# Warwick Insect Technologies



## maori badger (Oct 14, 2007)

Anybody had any problems with this site? I logged in on friday as I had been told it was a good place to buy silkworms and wanted to get some for my beardies. I ordered some food and paid special delivery. Its now wednesday and my boys still don't have their worms. I haven't had any answer to my emails and there is no answer on the telephone.

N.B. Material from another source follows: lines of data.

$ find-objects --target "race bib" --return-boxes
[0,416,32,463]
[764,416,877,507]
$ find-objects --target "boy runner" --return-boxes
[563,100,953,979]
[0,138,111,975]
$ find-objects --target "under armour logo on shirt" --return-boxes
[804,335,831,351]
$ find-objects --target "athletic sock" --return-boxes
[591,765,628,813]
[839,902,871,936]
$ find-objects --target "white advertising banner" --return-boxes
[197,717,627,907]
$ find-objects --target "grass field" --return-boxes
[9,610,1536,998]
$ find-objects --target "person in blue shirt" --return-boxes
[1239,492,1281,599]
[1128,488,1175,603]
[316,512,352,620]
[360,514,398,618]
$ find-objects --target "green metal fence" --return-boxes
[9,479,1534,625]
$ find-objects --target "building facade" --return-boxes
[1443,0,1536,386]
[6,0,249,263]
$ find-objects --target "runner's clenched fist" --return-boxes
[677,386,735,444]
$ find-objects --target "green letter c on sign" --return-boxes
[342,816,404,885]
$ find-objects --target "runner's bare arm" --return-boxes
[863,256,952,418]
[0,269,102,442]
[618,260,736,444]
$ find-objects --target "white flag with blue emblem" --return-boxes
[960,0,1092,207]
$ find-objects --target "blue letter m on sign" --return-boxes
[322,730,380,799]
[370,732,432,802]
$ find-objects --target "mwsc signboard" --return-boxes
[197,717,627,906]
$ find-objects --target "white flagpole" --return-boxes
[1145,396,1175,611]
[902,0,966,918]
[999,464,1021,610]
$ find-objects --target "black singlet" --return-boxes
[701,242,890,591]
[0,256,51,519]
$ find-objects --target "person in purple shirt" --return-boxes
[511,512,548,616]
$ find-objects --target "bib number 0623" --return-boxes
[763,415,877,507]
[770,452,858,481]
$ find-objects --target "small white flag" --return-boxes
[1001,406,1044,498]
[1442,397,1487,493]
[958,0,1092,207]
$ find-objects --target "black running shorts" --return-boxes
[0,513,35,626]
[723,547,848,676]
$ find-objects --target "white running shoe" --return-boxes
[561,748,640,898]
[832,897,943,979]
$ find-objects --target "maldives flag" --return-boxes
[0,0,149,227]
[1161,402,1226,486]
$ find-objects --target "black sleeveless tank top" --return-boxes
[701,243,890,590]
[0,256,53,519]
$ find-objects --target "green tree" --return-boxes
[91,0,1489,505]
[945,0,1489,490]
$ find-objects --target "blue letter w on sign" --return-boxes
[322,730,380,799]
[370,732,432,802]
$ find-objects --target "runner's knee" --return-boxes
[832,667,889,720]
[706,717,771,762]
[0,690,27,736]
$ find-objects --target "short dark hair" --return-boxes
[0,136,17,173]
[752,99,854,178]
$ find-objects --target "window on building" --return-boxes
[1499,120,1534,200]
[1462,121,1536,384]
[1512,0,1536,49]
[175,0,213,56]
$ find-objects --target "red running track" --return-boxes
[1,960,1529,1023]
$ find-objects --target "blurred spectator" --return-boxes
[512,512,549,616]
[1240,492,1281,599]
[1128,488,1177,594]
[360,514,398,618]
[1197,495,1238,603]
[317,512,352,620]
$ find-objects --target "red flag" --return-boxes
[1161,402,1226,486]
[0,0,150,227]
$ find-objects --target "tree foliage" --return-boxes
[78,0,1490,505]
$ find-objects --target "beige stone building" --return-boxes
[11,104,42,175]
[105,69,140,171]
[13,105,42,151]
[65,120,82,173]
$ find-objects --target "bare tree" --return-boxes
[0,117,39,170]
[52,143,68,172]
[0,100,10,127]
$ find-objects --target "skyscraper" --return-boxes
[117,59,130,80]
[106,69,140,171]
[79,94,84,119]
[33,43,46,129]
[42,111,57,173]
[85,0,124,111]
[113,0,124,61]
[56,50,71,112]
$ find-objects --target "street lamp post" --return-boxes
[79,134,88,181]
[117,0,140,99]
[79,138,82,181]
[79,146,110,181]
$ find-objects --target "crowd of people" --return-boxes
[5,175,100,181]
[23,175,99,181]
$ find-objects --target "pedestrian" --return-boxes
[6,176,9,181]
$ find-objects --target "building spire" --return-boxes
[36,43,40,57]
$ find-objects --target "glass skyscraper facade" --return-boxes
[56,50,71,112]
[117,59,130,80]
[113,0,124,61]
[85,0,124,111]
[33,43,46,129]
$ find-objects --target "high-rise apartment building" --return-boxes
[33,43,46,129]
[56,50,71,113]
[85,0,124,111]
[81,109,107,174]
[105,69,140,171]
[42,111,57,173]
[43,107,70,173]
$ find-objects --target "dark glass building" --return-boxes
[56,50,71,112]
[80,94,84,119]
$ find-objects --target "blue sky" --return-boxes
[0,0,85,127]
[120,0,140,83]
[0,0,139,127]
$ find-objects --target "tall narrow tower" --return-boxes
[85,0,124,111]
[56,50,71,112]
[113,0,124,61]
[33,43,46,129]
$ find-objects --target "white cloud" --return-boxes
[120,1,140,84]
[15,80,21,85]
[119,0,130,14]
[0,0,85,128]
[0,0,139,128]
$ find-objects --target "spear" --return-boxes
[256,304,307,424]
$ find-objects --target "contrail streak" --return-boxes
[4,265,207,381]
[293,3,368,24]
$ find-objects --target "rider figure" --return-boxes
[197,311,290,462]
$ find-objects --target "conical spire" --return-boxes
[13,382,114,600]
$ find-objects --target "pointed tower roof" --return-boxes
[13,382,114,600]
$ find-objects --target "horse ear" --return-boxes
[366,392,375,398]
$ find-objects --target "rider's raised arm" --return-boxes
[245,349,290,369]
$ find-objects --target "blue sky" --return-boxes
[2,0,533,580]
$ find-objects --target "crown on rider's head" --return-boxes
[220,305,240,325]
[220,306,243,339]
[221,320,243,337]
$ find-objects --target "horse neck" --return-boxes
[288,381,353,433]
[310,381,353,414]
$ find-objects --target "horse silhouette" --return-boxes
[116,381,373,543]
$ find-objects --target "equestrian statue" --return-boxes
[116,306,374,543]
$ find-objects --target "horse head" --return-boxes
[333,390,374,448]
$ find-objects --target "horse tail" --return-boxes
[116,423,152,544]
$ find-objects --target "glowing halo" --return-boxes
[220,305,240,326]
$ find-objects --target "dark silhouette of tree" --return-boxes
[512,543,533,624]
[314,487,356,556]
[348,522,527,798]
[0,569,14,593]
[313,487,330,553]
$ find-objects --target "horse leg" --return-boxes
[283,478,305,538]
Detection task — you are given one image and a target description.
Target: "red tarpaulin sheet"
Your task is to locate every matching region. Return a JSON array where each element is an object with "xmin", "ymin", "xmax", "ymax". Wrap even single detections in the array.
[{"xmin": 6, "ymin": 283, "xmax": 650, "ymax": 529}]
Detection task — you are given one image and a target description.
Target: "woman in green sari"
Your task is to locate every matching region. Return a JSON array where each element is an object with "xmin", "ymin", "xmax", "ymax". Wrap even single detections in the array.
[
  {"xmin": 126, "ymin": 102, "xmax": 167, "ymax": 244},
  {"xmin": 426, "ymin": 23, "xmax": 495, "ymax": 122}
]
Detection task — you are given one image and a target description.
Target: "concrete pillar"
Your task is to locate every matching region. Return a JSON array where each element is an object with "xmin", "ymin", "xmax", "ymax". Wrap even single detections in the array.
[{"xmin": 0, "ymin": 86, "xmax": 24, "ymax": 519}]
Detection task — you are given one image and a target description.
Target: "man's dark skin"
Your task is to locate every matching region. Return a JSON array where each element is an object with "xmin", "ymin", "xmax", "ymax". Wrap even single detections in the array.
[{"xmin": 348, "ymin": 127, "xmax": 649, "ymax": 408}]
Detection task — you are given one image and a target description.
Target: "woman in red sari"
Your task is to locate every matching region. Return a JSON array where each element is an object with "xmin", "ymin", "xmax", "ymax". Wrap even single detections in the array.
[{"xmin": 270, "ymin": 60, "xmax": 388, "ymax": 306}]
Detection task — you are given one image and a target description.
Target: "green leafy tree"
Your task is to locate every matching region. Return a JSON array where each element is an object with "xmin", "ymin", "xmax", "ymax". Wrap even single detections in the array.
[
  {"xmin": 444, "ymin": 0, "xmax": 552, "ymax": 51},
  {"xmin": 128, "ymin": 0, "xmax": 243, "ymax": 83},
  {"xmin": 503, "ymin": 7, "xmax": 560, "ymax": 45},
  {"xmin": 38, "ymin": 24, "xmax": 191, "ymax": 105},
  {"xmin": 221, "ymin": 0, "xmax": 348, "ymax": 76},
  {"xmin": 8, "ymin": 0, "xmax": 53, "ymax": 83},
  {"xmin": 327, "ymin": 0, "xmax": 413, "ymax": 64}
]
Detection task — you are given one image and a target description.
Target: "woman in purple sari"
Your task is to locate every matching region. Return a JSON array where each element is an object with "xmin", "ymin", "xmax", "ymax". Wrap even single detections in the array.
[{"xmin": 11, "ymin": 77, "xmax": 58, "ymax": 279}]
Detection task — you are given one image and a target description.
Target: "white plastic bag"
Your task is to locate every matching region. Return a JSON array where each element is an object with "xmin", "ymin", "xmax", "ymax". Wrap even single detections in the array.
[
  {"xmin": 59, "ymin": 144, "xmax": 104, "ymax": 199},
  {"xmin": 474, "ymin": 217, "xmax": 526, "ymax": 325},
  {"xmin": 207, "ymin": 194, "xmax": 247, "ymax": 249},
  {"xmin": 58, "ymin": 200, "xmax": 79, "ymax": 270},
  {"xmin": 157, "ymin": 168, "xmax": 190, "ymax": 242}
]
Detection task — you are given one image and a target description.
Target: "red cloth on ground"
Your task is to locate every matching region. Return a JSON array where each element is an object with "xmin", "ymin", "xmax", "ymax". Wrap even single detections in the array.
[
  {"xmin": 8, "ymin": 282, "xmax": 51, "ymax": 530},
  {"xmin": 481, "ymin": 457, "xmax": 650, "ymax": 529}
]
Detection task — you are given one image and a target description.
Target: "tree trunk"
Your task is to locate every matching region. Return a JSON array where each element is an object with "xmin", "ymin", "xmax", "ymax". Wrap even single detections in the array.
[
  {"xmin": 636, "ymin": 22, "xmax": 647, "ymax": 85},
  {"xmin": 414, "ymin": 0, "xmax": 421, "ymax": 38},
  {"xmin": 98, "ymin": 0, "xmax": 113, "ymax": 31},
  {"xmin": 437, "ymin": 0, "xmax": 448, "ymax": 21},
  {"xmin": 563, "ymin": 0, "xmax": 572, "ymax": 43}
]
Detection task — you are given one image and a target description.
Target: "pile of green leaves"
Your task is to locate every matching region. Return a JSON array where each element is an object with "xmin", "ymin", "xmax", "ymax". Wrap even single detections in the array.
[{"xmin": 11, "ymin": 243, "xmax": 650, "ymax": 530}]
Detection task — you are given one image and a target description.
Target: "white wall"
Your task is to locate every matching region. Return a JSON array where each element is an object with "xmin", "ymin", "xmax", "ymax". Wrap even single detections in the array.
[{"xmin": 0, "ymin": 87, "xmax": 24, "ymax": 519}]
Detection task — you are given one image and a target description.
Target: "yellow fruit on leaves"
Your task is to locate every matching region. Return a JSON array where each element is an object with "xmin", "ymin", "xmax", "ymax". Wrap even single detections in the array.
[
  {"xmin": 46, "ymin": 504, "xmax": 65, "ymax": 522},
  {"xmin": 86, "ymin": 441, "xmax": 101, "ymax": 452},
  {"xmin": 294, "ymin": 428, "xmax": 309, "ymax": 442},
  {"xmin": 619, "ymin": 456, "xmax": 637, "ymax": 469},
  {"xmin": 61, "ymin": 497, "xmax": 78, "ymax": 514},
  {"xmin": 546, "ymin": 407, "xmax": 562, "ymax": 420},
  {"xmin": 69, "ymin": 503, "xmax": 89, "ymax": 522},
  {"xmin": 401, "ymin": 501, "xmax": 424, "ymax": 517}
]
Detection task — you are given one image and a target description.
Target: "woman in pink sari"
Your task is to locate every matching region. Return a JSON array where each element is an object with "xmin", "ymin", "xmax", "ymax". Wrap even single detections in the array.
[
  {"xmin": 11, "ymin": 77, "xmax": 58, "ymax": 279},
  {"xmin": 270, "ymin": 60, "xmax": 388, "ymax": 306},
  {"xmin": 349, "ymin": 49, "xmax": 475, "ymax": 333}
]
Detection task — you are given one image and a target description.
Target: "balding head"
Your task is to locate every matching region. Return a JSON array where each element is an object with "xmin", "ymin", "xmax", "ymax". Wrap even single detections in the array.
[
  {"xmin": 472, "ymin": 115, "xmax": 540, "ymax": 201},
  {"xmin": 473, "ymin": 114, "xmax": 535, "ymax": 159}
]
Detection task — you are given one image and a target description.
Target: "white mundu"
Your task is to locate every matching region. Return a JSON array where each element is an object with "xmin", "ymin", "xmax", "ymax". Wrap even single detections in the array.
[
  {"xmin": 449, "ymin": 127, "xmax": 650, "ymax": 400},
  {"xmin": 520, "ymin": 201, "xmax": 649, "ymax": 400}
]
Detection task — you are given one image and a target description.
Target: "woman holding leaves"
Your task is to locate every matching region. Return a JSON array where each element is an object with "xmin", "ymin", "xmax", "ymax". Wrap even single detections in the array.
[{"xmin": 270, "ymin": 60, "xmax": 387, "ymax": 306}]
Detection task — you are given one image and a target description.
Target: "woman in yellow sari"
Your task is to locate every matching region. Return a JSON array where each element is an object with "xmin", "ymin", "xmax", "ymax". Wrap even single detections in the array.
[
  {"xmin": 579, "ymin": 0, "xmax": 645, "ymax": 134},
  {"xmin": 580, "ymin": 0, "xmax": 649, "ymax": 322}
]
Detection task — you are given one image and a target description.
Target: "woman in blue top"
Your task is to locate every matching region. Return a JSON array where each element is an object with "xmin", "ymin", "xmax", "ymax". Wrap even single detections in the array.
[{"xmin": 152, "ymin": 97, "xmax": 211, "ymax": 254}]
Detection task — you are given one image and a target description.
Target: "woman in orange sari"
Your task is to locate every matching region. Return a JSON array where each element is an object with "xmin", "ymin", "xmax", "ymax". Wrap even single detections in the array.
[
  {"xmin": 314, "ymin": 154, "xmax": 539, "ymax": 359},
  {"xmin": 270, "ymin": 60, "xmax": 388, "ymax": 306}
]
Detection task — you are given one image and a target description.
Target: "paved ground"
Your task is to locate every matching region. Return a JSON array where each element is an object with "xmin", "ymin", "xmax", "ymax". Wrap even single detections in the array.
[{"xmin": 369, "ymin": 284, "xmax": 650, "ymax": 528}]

Anyone else heard anything? Its a bit of a bummer as I paid £13 and am now out of pocket so am pretty P'O ed


----------



## LFBP-NEIL (Apr 23, 2005)

They used to be called seritech, do a websearch and do a forum search of all the main forums, :whistling2:


----------



## karma (Jul 12, 2007)

They never replied to my many emails until after a good good few weeks when i put a paypal claim in,
they then responded by saying they were all to small and had been waiting for them to grow,and promised they would be deliver'd the day after,
another week passed and i recieved them and they were great and well chuffed with them,(good size and condition),
Its just a pity they took so long and never answer'd emails until the claim was file'd.

(if all had gone well i would of put a regular order in but i swore never to use them again).


----------



## fastbaz (Aug 12, 2007)

Ye We Had That Problem In The Summer Took About 4 Weeks From Ordering To Receiving Really Tiny Silk Worms....


----------